1 de dezembro de 2024

Senado vota a Reforma Tributária nesta quarta; entenda os principais pontos

Senado contemplou mais de 30 mudanças extras por parlamentares para ampliar apoio à proposta

Reunião da CCJ (Comissão de Constituição e Justiça) do Senado Federal para discussão e votação da proposta de Reforma Tributária – Pedro Ladeira/Folhapress

IDIANA TOMAZELLI E THAÍSA OLIVEIRA

FOLHA DE S.PAULO

BRASÍLIA – O texto da Reforma Tributária aprovado nesta terça-feira (7) na CCJ (Comissão de Constituição e Justiça) do Senado contemplou mais de 30 mudanças adicionais sugeridas por parlamentares para ampliar o apoio político à proposta.

As alterações têm impacto para famílias de baixa renda, para setores econômicos ou para estados e municípios. A previsão é que o texto seja votado nesta quarta-feira (8) no plenário da Casa, em dois turnos.

De acordo com o relator da PEC (proposta de emenda à Constituição), senador Eduardo Braga (MDB-AM), as modificações foram “ajustes pontuais”. Ele ressaltou que elas foram acordadas com o Executivo.

“Isso tudo foi discutido com o ministro da Fazenda [Fernando Haddad], com o governo e com os senadores que compõem a CCJ”, disse Braga, nesta terça.

Veja as principais mudanças no texto e o que é a Reforma Tributária.

CASHBACK

A Reforma Tributária agora inclui um cashback obrigatório para famílias de baixa renda na aquisição do gás de botijão. O cashback é um mecanismo que prevê a devolução do tributo pago pelo consumidor.
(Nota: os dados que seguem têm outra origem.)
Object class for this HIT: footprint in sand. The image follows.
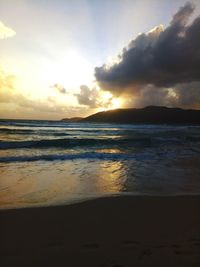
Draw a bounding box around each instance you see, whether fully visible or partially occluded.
[83,243,100,249]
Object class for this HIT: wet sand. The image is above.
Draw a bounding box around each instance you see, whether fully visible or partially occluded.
[0,196,200,267]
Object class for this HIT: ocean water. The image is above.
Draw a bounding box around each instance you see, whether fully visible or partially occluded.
[0,120,200,209]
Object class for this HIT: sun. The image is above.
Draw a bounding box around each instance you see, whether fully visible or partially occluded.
[101,91,122,111]
[111,98,122,109]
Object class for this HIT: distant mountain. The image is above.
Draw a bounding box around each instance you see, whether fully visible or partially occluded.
[81,106,200,124]
[61,117,83,122]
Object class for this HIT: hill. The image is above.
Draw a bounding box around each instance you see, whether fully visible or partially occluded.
[81,106,200,124]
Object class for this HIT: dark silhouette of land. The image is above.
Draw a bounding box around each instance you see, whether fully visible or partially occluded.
[79,106,200,124]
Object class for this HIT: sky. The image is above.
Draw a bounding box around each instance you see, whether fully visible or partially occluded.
[0,0,200,120]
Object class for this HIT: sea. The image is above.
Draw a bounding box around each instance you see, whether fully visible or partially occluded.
[0,120,200,209]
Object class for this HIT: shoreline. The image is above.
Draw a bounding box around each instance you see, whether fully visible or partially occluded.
[0,195,200,267]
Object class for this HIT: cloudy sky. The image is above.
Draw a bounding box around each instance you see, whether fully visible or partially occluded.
[0,0,200,119]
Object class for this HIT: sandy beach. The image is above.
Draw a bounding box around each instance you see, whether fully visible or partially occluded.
[0,196,200,267]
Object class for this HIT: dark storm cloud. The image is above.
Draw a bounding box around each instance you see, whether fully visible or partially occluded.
[74,85,113,108]
[95,3,200,94]
[74,85,99,108]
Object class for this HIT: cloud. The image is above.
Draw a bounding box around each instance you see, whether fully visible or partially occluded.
[95,3,200,95]
[51,83,67,94]
[74,85,113,108]
[0,21,16,39]
[126,82,200,109]
[0,69,88,119]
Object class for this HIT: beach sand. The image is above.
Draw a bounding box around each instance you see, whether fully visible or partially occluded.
[0,196,200,267]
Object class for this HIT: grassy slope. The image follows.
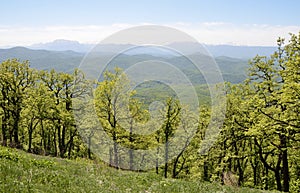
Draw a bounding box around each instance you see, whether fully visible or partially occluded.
[0,146,276,193]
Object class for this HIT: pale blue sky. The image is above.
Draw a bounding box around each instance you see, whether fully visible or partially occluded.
[0,0,300,46]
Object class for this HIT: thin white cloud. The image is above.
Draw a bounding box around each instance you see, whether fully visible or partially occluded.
[0,22,300,47]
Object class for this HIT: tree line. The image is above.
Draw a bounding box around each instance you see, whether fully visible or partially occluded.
[0,34,300,192]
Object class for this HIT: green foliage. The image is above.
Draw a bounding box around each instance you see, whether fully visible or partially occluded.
[0,147,274,193]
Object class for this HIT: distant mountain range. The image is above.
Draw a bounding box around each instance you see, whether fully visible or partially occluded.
[27,39,276,59]
[0,40,276,84]
[0,47,248,84]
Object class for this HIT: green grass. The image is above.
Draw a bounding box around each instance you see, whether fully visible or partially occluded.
[0,146,276,193]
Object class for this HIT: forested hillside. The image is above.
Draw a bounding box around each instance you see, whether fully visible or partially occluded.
[0,34,300,192]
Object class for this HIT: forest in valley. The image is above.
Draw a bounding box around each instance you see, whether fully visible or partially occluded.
[0,34,300,192]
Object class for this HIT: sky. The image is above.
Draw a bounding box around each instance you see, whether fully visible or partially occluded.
[0,0,300,47]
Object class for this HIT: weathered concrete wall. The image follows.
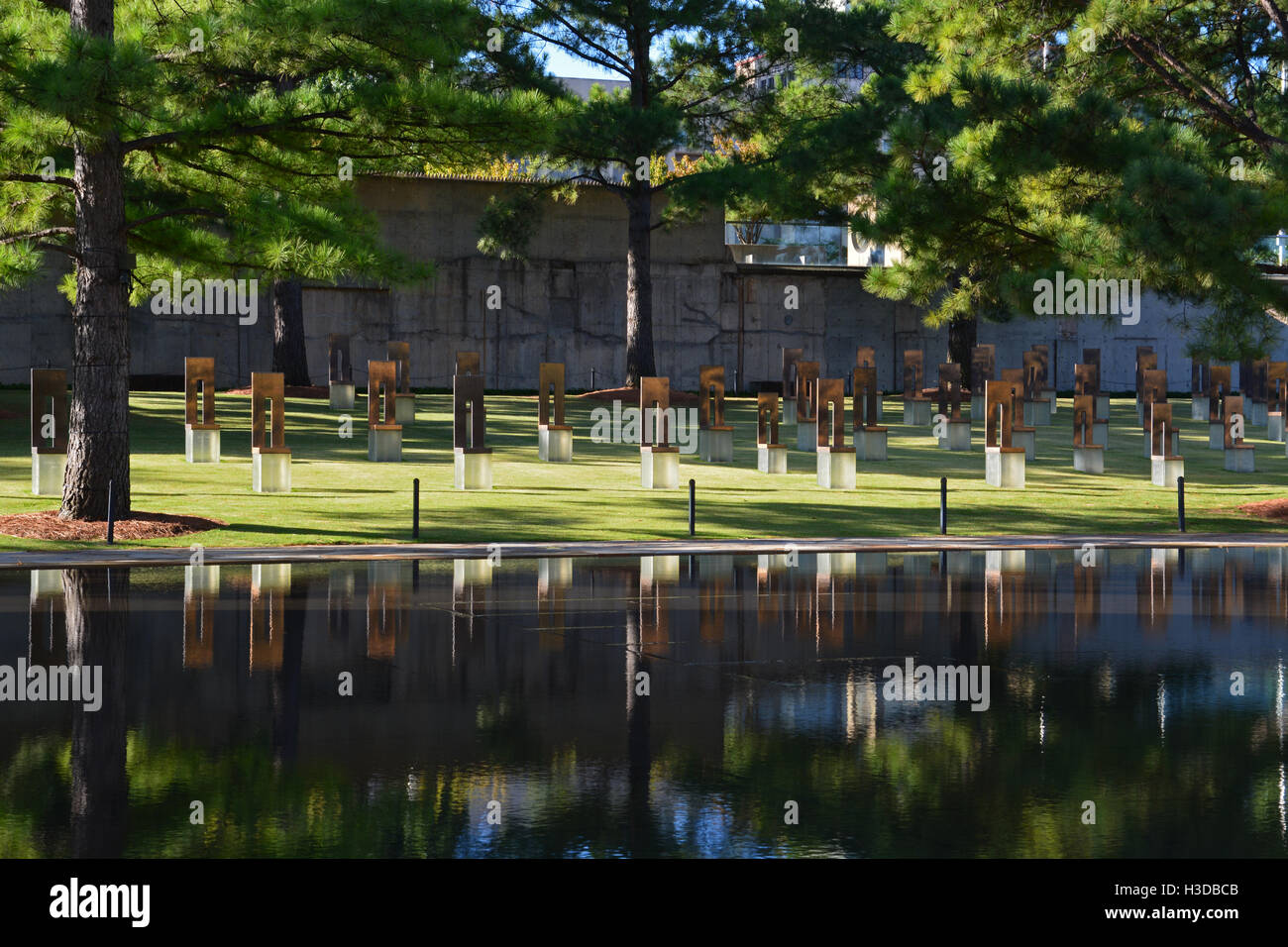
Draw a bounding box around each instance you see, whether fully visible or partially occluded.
[0,176,1288,390]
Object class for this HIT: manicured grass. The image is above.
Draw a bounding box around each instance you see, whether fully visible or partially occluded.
[0,390,1288,550]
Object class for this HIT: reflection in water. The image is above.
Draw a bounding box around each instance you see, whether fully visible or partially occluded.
[0,548,1288,857]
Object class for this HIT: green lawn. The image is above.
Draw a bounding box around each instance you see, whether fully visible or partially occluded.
[0,390,1288,550]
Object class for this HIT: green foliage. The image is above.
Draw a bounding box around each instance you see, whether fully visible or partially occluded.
[0,0,544,303]
[724,0,1288,359]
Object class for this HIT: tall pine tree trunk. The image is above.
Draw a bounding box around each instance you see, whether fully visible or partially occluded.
[948,314,979,393]
[59,0,130,519]
[273,279,313,385]
[626,181,657,386]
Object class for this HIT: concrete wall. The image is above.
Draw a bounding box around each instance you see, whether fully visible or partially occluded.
[0,176,1288,390]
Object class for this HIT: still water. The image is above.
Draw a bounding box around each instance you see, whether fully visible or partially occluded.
[0,548,1288,857]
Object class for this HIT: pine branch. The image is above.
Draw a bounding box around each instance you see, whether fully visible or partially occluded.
[0,227,76,245]
[0,174,76,191]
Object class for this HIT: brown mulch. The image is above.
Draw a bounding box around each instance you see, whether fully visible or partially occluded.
[0,510,228,541]
[576,388,698,404]
[228,385,331,398]
[1239,497,1288,519]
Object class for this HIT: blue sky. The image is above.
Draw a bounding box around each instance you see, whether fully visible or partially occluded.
[546,47,621,78]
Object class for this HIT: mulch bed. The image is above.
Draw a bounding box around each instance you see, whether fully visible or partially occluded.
[228,385,331,399]
[1239,497,1288,519]
[577,388,698,406]
[0,510,228,541]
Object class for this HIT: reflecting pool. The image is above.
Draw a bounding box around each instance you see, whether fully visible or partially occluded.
[0,546,1288,858]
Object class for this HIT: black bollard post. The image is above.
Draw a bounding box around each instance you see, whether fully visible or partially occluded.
[939,476,948,536]
[411,476,420,540]
[107,480,116,545]
[690,480,697,536]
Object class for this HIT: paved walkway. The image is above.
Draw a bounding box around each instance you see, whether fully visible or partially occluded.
[0,532,1288,570]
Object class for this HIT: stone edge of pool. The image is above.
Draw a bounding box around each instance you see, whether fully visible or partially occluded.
[0,532,1288,570]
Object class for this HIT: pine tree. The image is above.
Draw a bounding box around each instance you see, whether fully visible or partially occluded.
[0,0,542,519]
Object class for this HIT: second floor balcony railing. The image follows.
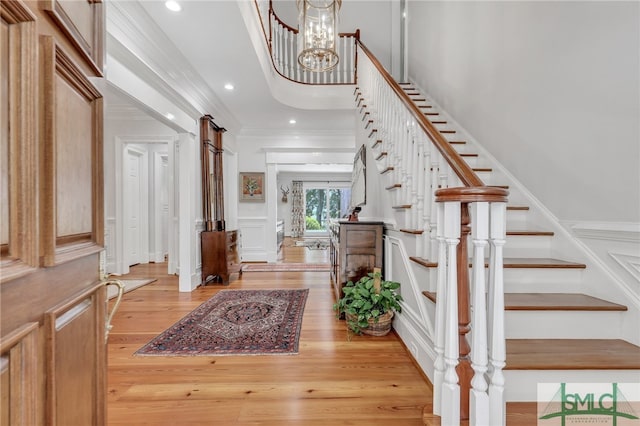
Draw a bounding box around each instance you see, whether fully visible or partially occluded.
[255,0,359,84]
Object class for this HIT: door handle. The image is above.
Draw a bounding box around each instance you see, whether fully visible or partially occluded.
[102,279,124,341]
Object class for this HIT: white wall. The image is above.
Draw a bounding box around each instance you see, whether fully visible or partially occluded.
[273,0,399,70]
[236,131,355,262]
[408,1,640,223]
[278,172,351,237]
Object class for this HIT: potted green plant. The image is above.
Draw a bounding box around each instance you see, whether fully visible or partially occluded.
[333,268,402,336]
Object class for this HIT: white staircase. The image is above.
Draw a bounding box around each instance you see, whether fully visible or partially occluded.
[355,49,640,422]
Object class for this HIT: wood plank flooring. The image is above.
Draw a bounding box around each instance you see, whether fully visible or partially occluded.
[107,240,432,426]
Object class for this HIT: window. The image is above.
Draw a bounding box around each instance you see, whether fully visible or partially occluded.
[305,182,351,236]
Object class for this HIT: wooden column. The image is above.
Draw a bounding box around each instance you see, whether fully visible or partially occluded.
[456,203,473,420]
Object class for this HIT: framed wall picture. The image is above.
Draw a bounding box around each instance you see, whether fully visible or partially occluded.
[239,172,264,202]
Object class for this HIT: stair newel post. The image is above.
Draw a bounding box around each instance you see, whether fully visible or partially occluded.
[399,115,412,208]
[438,201,461,425]
[469,202,491,426]
[433,203,447,416]
[488,202,507,425]
[456,202,473,420]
Braga já havia previsto na primeira versão do texto o reembolso compulsório dos impostos recolhidos sobre a conta de luz das famílias mais vulneráveis.

TRANSIÇÃO FEDERATIVA

A PEC traz ainda ajustes na chamada transição federativa, que vai durar 50 anos e compreende a redistribuição de receitas entre estados e municípios para evitar oscilações abruptas após a migração da cobrança dos tributos da origem (onde bens e serviços são produzidos) para o destino (onde ocorre o consumo).

Essa transição é invisível ao contribuinte, mas tem peso e relevância para o planejamento fiscal dos governos regionais.

Na versão inicial do texto, estados e municípios poderiam manter patamar de receitas semelhante ao atual, independentemente de esforço para fiscalizar o cumprimento da nova legislação ou do seu desempenho econômico —permitindo que alguns pegassem “carona” na eficiência dos demais.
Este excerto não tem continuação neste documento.